[78-L] Early multi mike recording

DAVID BURNHAM burnhamd at rogers.com
Tue Mar 16 22:51:04 PDT 2010


Although, according to the postings here, it's certainly not a first example of multi-mike recording, Stokowski recorded "Sleeping Beauty" in the late 40s and there are session photos in the album which shows the orchestra split up into four sections and each section having their own mike.

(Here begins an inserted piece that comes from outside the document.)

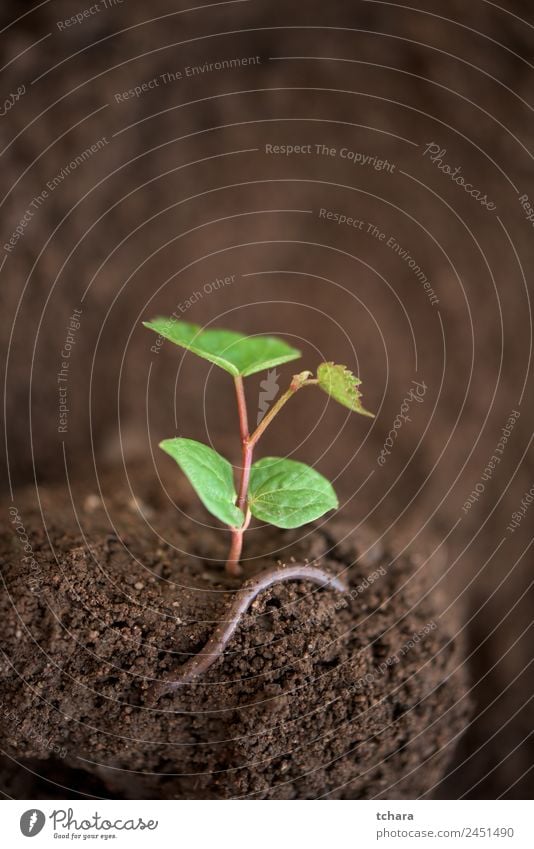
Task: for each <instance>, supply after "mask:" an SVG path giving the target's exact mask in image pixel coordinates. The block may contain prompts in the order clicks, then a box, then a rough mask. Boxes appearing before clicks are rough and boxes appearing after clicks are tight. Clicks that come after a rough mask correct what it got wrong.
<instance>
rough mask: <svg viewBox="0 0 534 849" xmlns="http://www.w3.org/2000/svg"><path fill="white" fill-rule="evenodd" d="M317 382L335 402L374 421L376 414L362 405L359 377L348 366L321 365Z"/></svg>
mask: <svg viewBox="0 0 534 849" xmlns="http://www.w3.org/2000/svg"><path fill="white" fill-rule="evenodd" d="M317 380H318V381H319V386H320V387H321V389H322V390H323V391H324V392H326V393H327V395H330V397H331V398H333V399H334V401H337V402H338V403H339V404H343V406H344V407H348V408H349V410H353V411H354V412H355V413H361V415H362V416H370V417H371V418H373V419H374V413H370V412H369V410H366V409H364V407H362V404H361V397H362V394H361V392H360V391H359V390H358V388H357V387H358V386H360V384H361V380H360V378H359V377H356V375H354V374H353V373H352V372H351V371H349V369H348V368H347V367H346V366H340V365H336V364H335V363H321V365H320V366H319V368H318V369H317Z"/></svg>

Going the other way, Robert Fine reputedly used a single mike to record his mono recordings and three mono mikes to record his stereo albums - and he presented this approach as being revolutionary even in the 40s.  I say "reputedly" because when it comes to believing him, I'm a bit of an agnostic.  In his early Mercury 78 sets, he includes a technical note in every album which says he placed an omni-directional mike 30 feet from the musicians in a reverberant room.  One such album is a Schubert String Quartet.  Even with a modern mike, such an approach would yield a pretty uninteresting sound - distant and reverberant.  I know many arm-chair recording engineers believe this is the best way to do things, just like putting two mikes about 20 cms apart in the best seat in a concert hall would produce the most accurate Stereo sound.  These beliefs totally ignore the basic rules of psycho-acoustics.  I have tried the "Living Presence" method of
 recording with symphony orchestras and the results are never satisfactory - even using the mikes which Fine specifies.  If you listen to the Fine recording of Khachaturian's Violin Concerto, you can hear clicking on the woodwind instruments which sound very close to a microphone and the violin soloist is very present.  I can't imagine an omni mike positioned to give these perspectives, but however he did his recordings they sound magnificent and, of course, they are legendary.  But I'm still a little dubious.